Two categories: request-side (what the caller can send) and
response-side (what the server emits).
Request-side headers
| Header | Type | Purpose |
SPASS-Augment | RFC 8941 dictionary | Caller-controlled server-side augmentation. Format: system-prompt=off, server-tools=off, memory=off. Each key is default (= aktive injection) or off. Default-Verhalten ohne header: alle drei aktiv. |
SPASS-Tenant-Id | string | Multi-tenant override (only valid for unbound tokens). |
SPASS-Scope-Id | string | Memory + system-prompt scope-binding. |
SPASS-User-Id | string | Memory + system-prompt user-binding. |
SPASS-Stt-Mode | enum chunked | continuous | STT-File-Upload mode (ADR 0005 v2). Only on /v1/audio/transcriptions. |
SPASS-Request-Id | UUID v4 | Caller-supplied correlation id. Server echoes it back in the response. Dual-accept with X-Request-Id. |
Response-side headers
Request-correlation
| Header | Format | Notes |
SPASS-Request-Id | UUID v4 | Internal SPASS form. Always set. Cross-Layer-Tracing: propagiert sich als parent_request_id in audit-events von /a1-sub-calls und ist in jedem audit.jsonl-record als top-level Feld. Caller können den Header echo'en (Bearer-trace-Korrelation). |
X-Request-Id | UUID v4 | RFC-de-facto compat alias, same value as SPASS-Request-Id. |
Caller-Tip (Cut 2.23c+): Wenn ihr einen X-Request-Id-Header zum Server schickt, übernimmt der Server diesen Wert für audit.jsonl — euer eigener Trace-Identifier ist dann in unseren Logs für post-mortem-Korrelation findbar. Bei 5xx-Errors wird der request_id im dgx_code-Feld der Error-Response mitgeliefert (siehe errors.md).

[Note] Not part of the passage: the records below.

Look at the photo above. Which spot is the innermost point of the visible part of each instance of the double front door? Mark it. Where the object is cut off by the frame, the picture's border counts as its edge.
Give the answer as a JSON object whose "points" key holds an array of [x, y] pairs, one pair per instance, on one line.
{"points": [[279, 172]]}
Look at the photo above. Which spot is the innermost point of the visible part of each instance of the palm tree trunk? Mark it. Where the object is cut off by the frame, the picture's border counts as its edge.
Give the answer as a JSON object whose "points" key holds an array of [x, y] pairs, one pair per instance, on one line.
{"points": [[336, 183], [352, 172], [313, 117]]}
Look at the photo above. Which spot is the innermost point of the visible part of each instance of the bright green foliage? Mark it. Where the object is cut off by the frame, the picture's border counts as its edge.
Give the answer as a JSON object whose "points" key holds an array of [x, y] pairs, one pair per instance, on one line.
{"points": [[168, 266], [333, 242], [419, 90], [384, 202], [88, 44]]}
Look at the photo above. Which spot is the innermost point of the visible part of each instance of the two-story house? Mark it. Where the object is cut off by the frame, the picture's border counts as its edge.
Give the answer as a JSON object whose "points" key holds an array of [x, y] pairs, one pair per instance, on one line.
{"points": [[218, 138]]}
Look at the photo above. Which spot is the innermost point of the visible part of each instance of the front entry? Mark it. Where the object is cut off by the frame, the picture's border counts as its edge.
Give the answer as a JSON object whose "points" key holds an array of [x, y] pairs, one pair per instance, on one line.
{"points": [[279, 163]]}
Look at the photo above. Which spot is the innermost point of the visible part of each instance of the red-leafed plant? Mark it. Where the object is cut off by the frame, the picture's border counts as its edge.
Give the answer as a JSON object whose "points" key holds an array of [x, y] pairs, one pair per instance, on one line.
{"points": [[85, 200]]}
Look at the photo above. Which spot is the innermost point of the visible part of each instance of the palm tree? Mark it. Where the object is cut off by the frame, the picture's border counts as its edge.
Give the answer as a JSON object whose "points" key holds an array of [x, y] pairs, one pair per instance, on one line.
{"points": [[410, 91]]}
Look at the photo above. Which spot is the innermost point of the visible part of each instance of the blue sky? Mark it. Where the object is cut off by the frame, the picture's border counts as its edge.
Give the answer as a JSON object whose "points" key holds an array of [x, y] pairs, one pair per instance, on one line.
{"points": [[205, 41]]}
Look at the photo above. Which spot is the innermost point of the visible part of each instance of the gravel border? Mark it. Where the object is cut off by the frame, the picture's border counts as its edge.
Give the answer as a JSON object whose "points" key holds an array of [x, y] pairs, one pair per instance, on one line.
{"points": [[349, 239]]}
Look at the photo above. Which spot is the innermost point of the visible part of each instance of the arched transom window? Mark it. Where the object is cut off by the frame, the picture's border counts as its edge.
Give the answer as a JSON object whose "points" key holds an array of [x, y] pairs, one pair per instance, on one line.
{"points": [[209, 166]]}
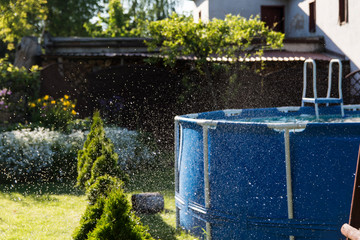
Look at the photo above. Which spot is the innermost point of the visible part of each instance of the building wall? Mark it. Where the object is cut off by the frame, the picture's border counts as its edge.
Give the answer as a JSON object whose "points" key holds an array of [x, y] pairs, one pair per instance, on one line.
{"points": [[201, 8], [341, 39]]}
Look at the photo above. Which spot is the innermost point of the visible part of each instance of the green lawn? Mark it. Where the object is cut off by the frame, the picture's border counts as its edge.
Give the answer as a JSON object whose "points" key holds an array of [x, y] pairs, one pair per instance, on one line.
{"points": [[53, 211]]}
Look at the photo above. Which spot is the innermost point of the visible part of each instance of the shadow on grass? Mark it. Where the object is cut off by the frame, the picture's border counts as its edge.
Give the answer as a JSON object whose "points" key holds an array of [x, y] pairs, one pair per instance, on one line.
{"points": [[157, 227], [41, 191], [151, 181]]}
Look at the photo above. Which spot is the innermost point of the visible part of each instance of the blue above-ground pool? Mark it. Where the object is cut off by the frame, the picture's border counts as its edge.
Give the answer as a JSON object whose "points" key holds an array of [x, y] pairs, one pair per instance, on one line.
{"points": [[266, 173]]}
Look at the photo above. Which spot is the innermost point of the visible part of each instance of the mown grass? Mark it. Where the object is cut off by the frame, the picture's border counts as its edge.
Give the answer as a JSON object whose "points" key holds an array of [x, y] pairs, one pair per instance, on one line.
{"points": [[39, 211], [53, 210]]}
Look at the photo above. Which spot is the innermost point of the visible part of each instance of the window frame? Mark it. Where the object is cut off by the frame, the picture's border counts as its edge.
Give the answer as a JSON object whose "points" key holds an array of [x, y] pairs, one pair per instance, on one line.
{"points": [[312, 16], [343, 12]]}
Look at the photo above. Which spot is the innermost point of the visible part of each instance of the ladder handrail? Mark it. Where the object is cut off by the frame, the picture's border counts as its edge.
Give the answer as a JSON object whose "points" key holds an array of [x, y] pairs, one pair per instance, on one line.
{"points": [[312, 61], [315, 100], [339, 78]]}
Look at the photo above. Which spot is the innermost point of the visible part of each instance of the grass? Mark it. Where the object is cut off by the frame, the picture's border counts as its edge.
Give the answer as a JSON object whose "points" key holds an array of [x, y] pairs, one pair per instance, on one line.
{"points": [[53, 210], [42, 211]]}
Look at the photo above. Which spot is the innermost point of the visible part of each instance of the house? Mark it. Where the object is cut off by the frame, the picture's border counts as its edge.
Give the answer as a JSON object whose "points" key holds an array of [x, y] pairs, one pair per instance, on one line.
{"points": [[336, 21]]}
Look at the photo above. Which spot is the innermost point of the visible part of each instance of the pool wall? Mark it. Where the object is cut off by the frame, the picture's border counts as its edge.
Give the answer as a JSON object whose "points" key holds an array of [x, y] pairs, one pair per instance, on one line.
{"points": [[253, 180]]}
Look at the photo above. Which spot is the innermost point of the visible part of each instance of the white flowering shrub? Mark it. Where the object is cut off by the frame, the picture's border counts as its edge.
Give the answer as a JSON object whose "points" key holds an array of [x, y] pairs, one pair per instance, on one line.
{"points": [[37, 154], [133, 153], [43, 154]]}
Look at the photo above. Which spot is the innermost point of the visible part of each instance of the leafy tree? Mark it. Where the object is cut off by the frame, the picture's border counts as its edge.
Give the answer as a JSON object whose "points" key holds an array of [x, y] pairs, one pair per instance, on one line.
{"points": [[20, 18], [66, 18], [121, 23], [179, 35]]}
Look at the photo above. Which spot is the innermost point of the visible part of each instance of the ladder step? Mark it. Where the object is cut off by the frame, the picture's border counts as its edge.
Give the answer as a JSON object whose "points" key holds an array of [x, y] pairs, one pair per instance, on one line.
{"points": [[322, 100]]}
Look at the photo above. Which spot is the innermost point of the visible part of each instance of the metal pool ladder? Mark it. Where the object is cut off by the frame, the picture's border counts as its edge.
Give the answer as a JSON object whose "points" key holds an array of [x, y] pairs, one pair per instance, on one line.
{"points": [[316, 100]]}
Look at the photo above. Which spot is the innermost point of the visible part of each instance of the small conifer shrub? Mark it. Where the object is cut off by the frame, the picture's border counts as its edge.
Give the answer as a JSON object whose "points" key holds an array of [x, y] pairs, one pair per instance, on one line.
{"points": [[108, 215], [97, 157]]}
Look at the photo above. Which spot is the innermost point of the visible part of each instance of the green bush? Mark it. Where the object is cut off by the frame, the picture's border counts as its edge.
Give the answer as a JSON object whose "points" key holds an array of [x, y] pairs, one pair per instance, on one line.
{"points": [[97, 157], [108, 215], [24, 85]]}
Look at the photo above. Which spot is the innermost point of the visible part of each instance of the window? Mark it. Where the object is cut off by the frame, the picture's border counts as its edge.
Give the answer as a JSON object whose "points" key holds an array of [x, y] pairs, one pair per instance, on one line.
{"points": [[343, 11], [312, 16], [274, 17]]}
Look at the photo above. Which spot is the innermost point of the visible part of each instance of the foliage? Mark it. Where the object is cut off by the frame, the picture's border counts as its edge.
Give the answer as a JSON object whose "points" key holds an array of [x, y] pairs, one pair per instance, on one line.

Augmentation visibility (ADR 0006)
| Header | Format | Notes |
SPASS-Augment-Applied | RFC 8941 dictionary | system-prompt=Nitems, server-tools=<comma-list-or-off>, memory=Nitems, stream-usage=injected (when F.1 default-injected include_usage). Lets the caller audit what the server actually did. |
SPASS-Applied | comma-list | Silent adjustments applied to the request (e.g. max_tokens_floored=200, response_format_stripped=empty). |
SPASS-Tools-Executed | comma-list name:iter,… | Server-side tool-loop trace: which tools fired in which iteration. |
SPASS-Stt-Model | string | Cut 2.50 — effektiv genutztes STT-Modell auf /v1/audio/transcriptions (resolved Slug, nie auto). Nur dgx-intern/Debug — der nachgelagerte Caller-Proxy verwirft Upstream-Response-Header. Für convert=1 ist das JSON-Body-Feld model maßgeblich. |
Resolution + routing (ADR 0007 + 0008)
| Header | Values | Notes |
SPASS-Resolved-Model | canonical alias | Non-streaming: zuverlässig. Streaming: best-effort. |
SPASS-Resolved-Backend | local-fp4 | local-fp8 | local-bf16 | cloud-1 | cloud-2 | cloud-3 | Generic backend-slot, ADR 0006 v2 compliant — keine implementation-Names. |
SPASS-Resolved-Reason | primary-up | primary-down-fallback | quant-pin-explicit | cloud-pin-explicit | hardware-pin-explicit | legacy-alias | unknown | Erklärt warum der resolved-backend der ist der er ist. Cockpit-followup-7 wishlist. |
SPASS-Fallback-Used | true | false | unknown | Aus actual != primary abgeleitet. unknown bei streaming oder unbekanntem Modell. |
SPASS-Cache-Hit | true | false | Stack-cache (Redis) hit. |
Cost-Pipeline V2 (ADR 0010)
| Header | Format | Notes |
SPASS-Cost-Eur | 0.01 (2 decimals, ceil_to_cent) | Final EUR mit allen markups. Tenant-billing-authoritative. |
SPASS-Cost-Usd | 0.01 (2 decimals, round_to_cent) | USD = EUR ÷ ECB-rate (ohne markups). Display-only. |
SPASS-Cost-Available | true | false | Ob ein cost-Wert ableitbar war. false nur bei unknown source. |
SPASS-Cost-Source | zero | free | upstream | unknown | Woher der Wert kommt. |
SPASS-Cost-Exchange-Rate | 0.9300 (4 decimals) | ECB-rate (ohne markup) für caller-Verifikation. |
SPASS-Cost-Exchange-Rate-Source | ecb-YYYY-MM-DD | fallback-30d-max-... | fallback-hardcoded | Lookup-Hierarchie-Indikator. |
SPASS-Cost-Sub-Calls | integer (≥0) | /a1 only. How many internal /v1 sub-calls contributed to the aggregated cost. ≥1 for normal completions; can be larger for tool-loops. |
On /a1/agents/<name>/chat and /a1/agents/<name>/sessions/<sid>/messages, all of the above are summed across the rig agent's internal /v1 sub-calls (Cut 2.7). The dominant Source wins (Upstream > Free > Zero > Unknown); Available is false if ANY sub-call was Unknown.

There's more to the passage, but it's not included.